Born and raised in South Central Los Angeles, and Orange County, Ed is one of the last surviving founders of the infamous Brotherhood of Eternal Love – a group of rebels and surfers who spiritually bonded by ingesting LSD and established a church in order to take their spiritual mission to the world. The U.S. government outlawed their sacrament, and later accused them of manufacturing and distributing 900 million hits of Orange Sunshine Acid. At the time a new culture was emerging. Ed was one of the creators who built and managed Mystic Arts World, a cultural temple on the coast highway, Laguna Beach, California.

Later, during the ‘70s, in pursuit of pleasure, Eddie “went left when he should’a went right,” winding up for years in Lurigancho Prison, Peru. He is the only living person who has ever escaped that hell-hole, which Amnesty International once named the worst prison on Earth.

Ed, Collaborating with award-winning author Paul Wood, has written LURIGANCHO, a book-length work of literary nonfiction that brings to life the unimaginable story of his ordeal in South America. Now he and Wood are bringing the same treatment to the Brotherhood of Eternal Love, determined to re-frame the way the world thinks of the '60s revolution.

Ed serves as a certified counselor with a specialty in addiction recovery. After several years of education, training, and experience
he has devoted decades to assisting other addicts to recover. He is often asked to tell his story, especially as it relates to issues of addiction, incarceration, and practical spirituality.

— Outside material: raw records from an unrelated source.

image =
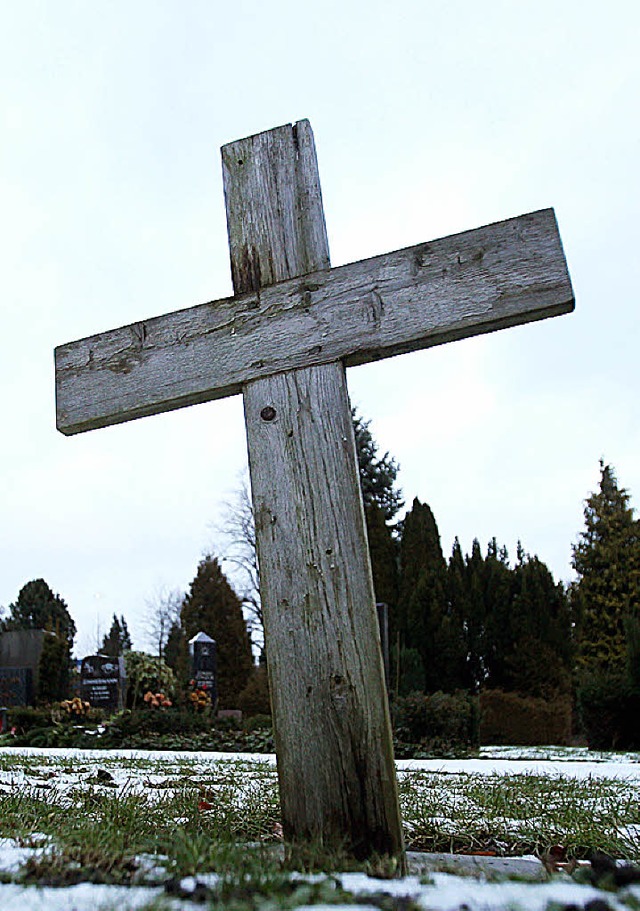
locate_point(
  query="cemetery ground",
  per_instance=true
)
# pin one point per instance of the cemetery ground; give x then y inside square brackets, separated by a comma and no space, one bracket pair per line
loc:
[158,830]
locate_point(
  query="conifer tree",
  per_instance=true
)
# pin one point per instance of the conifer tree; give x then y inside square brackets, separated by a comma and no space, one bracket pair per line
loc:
[607,561]
[426,621]
[36,607]
[377,474]
[541,655]
[497,593]
[212,607]
[53,670]
[383,550]
[117,641]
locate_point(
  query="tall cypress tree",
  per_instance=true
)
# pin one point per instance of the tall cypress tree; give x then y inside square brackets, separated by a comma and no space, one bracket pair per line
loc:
[377,473]
[539,663]
[383,550]
[607,561]
[36,607]
[212,607]
[426,621]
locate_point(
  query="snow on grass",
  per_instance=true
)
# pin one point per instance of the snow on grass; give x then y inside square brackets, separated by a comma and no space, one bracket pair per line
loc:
[439,794]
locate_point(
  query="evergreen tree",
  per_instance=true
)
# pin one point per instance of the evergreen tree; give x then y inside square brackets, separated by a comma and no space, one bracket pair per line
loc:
[117,641]
[377,474]
[469,611]
[36,607]
[497,594]
[539,663]
[383,550]
[176,653]
[607,561]
[425,619]
[212,607]
[53,670]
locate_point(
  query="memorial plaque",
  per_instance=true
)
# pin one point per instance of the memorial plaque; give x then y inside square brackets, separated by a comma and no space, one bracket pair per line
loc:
[102,681]
[203,651]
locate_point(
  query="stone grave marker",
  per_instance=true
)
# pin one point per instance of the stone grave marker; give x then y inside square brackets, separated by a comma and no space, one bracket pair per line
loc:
[16,686]
[283,341]
[103,681]
[20,652]
[203,652]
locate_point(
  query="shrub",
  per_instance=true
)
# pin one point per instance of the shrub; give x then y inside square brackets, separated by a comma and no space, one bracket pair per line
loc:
[609,710]
[510,718]
[23,718]
[146,673]
[144,721]
[440,724]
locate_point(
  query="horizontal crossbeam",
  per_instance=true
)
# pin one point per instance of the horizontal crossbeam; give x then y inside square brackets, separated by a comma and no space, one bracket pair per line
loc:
[467,284]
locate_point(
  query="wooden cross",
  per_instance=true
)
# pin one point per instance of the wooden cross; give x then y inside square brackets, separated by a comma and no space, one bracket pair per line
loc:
[284,340]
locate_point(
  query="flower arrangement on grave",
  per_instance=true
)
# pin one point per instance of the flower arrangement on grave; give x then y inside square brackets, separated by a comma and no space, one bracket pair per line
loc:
[157,700]
[75,706]
[199,696]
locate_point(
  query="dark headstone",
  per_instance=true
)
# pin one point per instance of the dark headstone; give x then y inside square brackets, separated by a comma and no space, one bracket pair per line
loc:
[16,686]
[21,649]
[203,651]
[102,681]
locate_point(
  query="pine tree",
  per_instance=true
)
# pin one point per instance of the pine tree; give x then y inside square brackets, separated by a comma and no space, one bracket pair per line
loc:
[36,607]
[212,607]
[176,653]
[541,656]
[607,561]
[53,670]
[383,550]
[497,594]
[426,621]
[377,474]
[117,641]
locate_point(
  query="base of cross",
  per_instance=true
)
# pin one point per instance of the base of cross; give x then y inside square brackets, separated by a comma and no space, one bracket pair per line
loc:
[284,340]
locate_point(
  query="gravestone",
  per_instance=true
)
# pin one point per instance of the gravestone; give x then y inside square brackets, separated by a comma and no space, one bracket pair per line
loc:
[20,652]
[16,686]
[283,341]
[103,682]
[203,652]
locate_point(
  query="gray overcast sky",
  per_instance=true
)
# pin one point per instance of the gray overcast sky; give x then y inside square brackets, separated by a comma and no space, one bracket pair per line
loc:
[429,118]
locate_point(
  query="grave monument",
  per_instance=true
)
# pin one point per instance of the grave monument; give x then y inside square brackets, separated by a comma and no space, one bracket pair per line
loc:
[283,340]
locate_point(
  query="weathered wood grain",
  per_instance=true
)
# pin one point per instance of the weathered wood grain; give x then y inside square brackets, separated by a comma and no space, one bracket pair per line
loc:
[479,281]
[331,720]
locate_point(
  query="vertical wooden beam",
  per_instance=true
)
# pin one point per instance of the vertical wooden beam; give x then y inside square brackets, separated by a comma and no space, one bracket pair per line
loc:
[331,719]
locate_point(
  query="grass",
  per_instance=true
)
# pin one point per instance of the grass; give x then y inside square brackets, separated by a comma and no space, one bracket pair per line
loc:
[145,821]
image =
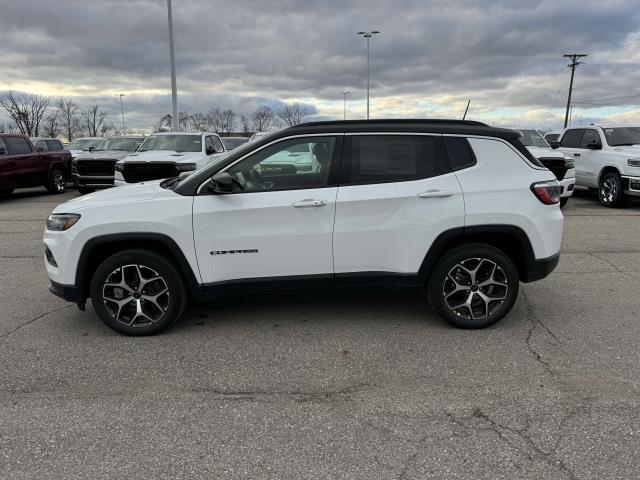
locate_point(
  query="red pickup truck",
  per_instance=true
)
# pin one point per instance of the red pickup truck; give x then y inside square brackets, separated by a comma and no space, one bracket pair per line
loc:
[22,165]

Ed moved to Northern California in 1989 and began working for a recovery center in Marin County, north of San Francisco. In 1992
he went on to work as case manager/counselor with the more severely addicted at Alta Bates Hospital in Oakland, California, where he formed an alumni of hundreds of successfully recovering addicts.
He added to his work at the hospital when in 1993 Ed was hired to join a federal task force developing treatment of addiction in San Francisco.

Ironically, Edward, still surfing, was invited by the Maui County Chief of Mental Health to present a workshop on developing treatment for the addicted criminal offender. That led to him continuing his work, surfing, and living on Maui through 2003. Today he continues his work and lives with his wife of 27 years in Sonoma County.